Majeed Ahmed Habib Ahmed
ARRÊTÉ AU BAHREÏN

Majeed Ahmed Habib Ahmed est un citoyen bahreïni de 37 ans. En 2013, les autorités bahreïniennes l’ont arrêté à son domicile, sans mandat, pour sa participation présumée à une manifestation. Il a été torturé et condamné à la suite d’un procès inéquitable. Il est actuellement détenu à la prison de Jau.

Le 7 mai 2013, à 4 h du matin, des agents en civil ont fait une descente chez Majeed et l’ont arrêté. L’un des officiers a déclaré que Majeed avait participé à une manifestation la veille, mais Majeed affirme avoir passé la journée à la maison. Il a été informé ensuite qu’il serait conduit à la Direction des enquêtes criminelles (CID) et qu’ils le ramèneraient dans deux jours. Cependant, les agents ont fait disparaître Majeed et l’ont détenu au secret pendant 15 jours.

Pendant sa détention au CID, les agents ont soumis Majeed à de graves tortures psychologiques et physiques. Ils lui ont bandé les yeux, l’ont frappé, l’ont privé de prières et de douches et l’ont forcé à rester debout pendant de longues périodes. Ils ont également dépouillé Majeed de ses vêtements et l’ont menacé d’agresser sexuellement sa femme.

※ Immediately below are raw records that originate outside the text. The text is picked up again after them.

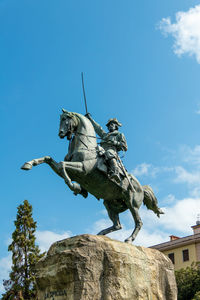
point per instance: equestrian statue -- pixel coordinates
(96, 168)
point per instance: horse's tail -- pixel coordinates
(151, 201)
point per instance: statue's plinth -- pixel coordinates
(98, 268)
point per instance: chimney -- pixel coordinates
(196, 228)
(173, 237)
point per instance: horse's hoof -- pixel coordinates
(129, 241)
(26, 167)
(84, 193)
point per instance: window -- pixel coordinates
(171, 256)
(185, 255)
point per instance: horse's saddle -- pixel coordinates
(102, 164)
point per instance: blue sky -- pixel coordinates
(141, 62)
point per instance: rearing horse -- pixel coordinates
(84, 170)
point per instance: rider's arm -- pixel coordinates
(121, 143)
(98, 129)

Ils l’ont également forcé à porter des vêtements mouillés et l’ont maintenu dans une pièce extrêmement froide avec la climatisation en marche pendant trois jours.

Son avocat n’a pas été autorisé à être présent pendant toute la durée de l’enquête. Après avoir été torturé, Majeed a signé de faux aveux. Le 21 mai 2013, 15 jours après son arrestation, Majeed a été transféré au Dry Dock Detention Center.

Majeed a été condamné à six mois d’emprisonnement pour avoir participé à un rassemblement illégal. Le 17 juillet 2014, il a été condamné à 15 ans d’emprisonnement supplémentaires pour appartenance à un groupe terroriste et tentative de meurtre d’un policier. Après sa condamnation, il a été transféré à la prison de Jau, où il est toujours détenu. Sa condamnation a été confirmée en appel, puis à nouveau par la Cour de cassation en septembre 2016.

Pendant sa détention, Majeed a vécu dans de très mauvaises conditions et s’est vu refuser la possibilité de voir un médecin. En avril 2019, l’administration pénitentiaire de Jau a maintenu Majeed à l’isolement et l’a privé de soins médicaux, bien qu’il ait souffert de saignements aux yeux et aux oreilles, et ait signalé des douleurs au dos, aux épaules et aux pieds.

Les actions de Bahreïn contre Majeed violent le droit international, notamment la Convention contre la torture et autres peines ou traitements cruels, inhumains ou dégradants, le Pacte international relatif aux droits civils et politiques et le Pacte international relatif aux droits économiques, sociaux et culturels, auxquels Bahreïn a adhéré. Les articles 2 et 11 de la Convention contre la torture interdisent la torture et les mauvais traitements et font obligation aux États membres de prévenir la torture ainsi que d’enquêter et de punir ses auteurs.

En outre, l’arrestation et la détention de Majeed sans mandat ont violé son droit à la liberté et à la sûreté, protégé par l’article 9 du PIDCP. Sa condamnation, après des aveux forcés obtenus sous la torture, est le résultat d’un procès inéquitable en vertu de l’article 14 du PIDCP, qui donne a chacun le droit à un procès public et équitable devant un tribunal compétent, indépendant et impartial, et de l’article 15 de la CAT, qui garantit que toute déclaration obtenue sous la torture est retirée comme preuve dans toute procédure. En outre, l’article 12 du PIDESC inclut le droit à la santé, en vertu duquel les autorités bahreïniennes sont tenues de fournir des soins médicaux à Majeed.